Author David Mitchell “returns” to Hiroshima in Cloud Atlas
The Hiroshima release of the all-star movie Cloud Atlas on March 15 sees the return of one of its former residents.
Kind of.
David Mitchell, author of the book of which the movie is an adaptation, spent around 8 years living and working in Hiroshima. I remember bumping into him in the corridor of a now-no-more English language school on his return from a sabbatical. What had he been up to, I asked. David replied that he had written a novel. I don’t know about today, but back in the late 1990s this was just the kind of thing that you’d expect an EFL teacher to say, and I probably smiled and said something like, “That’s nice”.
That book, it turned out, was Ghostwritten, and the beginning of the author’s meteoric rise.
The film adaptation of his third book – reviewed here on GetHiroshima back in the year of its publication, seems to have divided critics elsewhere in the world.
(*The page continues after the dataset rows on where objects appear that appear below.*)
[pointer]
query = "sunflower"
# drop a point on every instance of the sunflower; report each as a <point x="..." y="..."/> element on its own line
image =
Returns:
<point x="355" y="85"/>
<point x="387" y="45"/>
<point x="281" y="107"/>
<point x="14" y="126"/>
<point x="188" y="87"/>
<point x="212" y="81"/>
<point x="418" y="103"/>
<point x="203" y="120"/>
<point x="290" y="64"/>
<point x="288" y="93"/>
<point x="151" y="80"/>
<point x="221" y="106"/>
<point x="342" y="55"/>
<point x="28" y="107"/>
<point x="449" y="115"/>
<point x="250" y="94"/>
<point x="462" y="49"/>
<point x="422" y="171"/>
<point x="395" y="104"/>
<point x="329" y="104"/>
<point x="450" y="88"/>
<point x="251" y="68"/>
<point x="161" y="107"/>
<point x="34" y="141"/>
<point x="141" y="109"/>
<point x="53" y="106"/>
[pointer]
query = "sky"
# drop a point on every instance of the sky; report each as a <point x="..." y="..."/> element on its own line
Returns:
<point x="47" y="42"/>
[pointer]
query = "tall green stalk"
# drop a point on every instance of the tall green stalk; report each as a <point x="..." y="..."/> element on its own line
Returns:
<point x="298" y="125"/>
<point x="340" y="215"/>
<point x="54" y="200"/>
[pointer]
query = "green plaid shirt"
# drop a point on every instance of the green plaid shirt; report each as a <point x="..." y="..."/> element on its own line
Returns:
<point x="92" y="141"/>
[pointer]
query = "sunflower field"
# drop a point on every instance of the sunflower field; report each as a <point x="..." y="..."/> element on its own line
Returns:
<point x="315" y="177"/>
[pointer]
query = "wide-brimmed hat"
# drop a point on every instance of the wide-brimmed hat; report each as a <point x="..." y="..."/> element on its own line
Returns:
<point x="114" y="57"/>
I for one will be going to see it when it opens in Hiroshima, if only to try and catch the author’s 4 second cameo mentioned in this quite nice interview.
Back in 2002, just before he left Hiroshima, David Mitchell sat down with Marc Williams and talked about his time in Hiroshima and Japan. In the interview, he reveals how little bits of his Hiroshima worked their way into his early novels, and looking at it now makes me realize how much the city has changed. Hiroshima “lifers” may enjoy being reminded of places now no longer around.
Cloud Atlas Trailer
David Mitchell talks about Cloud Atlas
Cloud Atlas opens at Warner Mycal on March 15.